A glance at the cast list reveals that Wallace Beery plays a character named Quembo, so there are no prizes for guessing who's the villain. (Also in the cast list is Snitz Edwards, so this movie possibly sets a record for total Qs and Zs.) Beery gave some brilliantly villainous performances in other movies: here, at least in the footage I've seen, he settles for leering and sneering, with occasional jeering.

Enter the volcano, upstage left. Early in the film, we get a couple of stock shots of an impressive volcano: I don't know whether it's the genuine Mount Pelee or a ringer. But when the volcano starts erupting in the later reels, we see some laughably bad shots of a blatantly phony volcano that would barely pass muster in some primary-school science fair.

Thousands of people died in the real 1902 eruption, but we're only supposed to care about the fictional characters in this movie. (Snitz Edwards gets lost in the Pelee melee.) At the climax, Zabette and Stephane stay one jump ahead of the lava and they manage to hot-foot it aboard a passing ship, where smiling Father Benedict eggs them on by assuring Zabette (in a cringe-worthy intertitle) that she's actually "all white and honorably born". So that's all white, then. But I guess that if she wasn't white, she'd be "dishonorably born". See why I don't like this stuff?

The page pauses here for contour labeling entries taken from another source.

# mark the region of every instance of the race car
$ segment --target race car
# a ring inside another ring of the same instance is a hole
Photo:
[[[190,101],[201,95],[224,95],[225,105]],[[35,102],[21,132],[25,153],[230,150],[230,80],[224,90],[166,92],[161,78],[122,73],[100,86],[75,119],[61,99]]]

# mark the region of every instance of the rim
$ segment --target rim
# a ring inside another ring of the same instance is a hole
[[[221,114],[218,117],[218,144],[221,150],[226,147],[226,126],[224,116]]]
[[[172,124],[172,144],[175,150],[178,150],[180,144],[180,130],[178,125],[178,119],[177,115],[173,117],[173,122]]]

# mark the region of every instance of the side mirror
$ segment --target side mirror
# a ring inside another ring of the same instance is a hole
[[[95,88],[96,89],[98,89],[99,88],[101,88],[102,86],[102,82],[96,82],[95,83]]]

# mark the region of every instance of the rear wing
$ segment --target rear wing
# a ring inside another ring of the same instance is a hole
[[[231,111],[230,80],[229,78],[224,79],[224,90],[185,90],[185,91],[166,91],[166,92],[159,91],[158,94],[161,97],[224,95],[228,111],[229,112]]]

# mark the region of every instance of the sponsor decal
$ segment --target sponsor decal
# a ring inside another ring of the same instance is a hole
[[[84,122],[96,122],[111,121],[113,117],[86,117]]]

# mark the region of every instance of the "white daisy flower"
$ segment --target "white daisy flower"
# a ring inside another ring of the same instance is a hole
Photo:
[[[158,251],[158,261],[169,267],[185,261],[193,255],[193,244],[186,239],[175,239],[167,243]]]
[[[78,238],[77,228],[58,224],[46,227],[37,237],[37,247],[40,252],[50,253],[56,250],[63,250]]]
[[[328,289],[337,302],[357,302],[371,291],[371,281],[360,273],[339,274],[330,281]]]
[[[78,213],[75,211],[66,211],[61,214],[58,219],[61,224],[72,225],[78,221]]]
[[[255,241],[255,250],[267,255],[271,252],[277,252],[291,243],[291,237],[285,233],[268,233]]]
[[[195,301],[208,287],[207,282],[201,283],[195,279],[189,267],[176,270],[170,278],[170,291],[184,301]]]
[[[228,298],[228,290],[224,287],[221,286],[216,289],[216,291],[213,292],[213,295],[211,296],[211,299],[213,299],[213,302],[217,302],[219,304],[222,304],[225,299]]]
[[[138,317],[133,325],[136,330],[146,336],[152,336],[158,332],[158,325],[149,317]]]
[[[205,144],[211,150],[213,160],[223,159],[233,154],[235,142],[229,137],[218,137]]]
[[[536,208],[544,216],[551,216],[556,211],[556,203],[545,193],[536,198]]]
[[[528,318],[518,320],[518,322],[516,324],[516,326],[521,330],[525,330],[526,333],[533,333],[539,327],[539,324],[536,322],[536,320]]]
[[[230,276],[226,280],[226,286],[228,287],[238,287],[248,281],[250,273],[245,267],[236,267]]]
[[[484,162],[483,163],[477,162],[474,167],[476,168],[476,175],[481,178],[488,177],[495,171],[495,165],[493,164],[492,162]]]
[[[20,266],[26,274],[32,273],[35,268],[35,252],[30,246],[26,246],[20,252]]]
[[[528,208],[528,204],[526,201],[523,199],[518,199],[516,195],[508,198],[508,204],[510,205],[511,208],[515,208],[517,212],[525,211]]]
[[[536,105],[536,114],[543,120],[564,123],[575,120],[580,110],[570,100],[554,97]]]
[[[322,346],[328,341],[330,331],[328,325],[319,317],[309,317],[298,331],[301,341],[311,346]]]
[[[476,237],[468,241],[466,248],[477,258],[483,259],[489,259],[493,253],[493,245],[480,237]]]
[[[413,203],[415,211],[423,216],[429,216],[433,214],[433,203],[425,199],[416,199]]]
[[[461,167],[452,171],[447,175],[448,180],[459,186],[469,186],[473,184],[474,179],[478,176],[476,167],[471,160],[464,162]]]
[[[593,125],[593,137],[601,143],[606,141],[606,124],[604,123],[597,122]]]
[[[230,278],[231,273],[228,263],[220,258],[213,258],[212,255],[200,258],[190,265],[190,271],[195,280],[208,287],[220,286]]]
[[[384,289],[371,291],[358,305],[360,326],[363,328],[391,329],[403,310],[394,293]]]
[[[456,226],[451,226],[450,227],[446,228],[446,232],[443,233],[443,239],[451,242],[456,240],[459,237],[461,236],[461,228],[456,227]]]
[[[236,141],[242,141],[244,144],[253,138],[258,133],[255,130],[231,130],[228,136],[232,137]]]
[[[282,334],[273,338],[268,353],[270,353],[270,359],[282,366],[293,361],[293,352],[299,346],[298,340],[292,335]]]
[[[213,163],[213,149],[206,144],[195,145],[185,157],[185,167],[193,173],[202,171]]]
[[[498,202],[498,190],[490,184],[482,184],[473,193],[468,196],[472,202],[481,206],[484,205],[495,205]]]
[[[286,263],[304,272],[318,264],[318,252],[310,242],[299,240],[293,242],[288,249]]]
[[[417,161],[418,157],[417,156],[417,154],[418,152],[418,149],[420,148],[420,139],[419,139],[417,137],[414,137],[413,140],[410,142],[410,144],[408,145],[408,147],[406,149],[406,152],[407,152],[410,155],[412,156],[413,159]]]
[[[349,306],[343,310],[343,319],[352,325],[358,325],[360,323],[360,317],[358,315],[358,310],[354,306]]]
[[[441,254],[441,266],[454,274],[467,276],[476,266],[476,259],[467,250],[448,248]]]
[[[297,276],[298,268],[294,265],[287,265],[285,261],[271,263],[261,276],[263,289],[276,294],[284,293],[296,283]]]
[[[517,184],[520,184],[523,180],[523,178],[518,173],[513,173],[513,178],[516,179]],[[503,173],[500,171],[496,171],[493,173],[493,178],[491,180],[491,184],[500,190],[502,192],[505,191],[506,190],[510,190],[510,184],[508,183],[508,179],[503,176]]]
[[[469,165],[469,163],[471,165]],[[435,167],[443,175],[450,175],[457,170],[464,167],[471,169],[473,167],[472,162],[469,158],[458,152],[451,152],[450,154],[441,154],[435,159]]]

I confess that I know almost nothing about the laws of France or Martinique in 1902. Was there some statute on the books, similar to the USA's miscegenation laws, which prevented a white man and a mulatta from marrying? Or is there merely some social prejudice standing in the way of these lovers? If the latter, then this movie is even more fatuous than I think it is.

Since a couple of reels were missing from the print that I viewed, I shan't rate 'Volcano'. However, I feel confident in stating that, if a complete print is out there someplace, it's unlikely to appeal to modern audiences who now take interracial relationships well in stride. Sometimes we humans really do make some progress.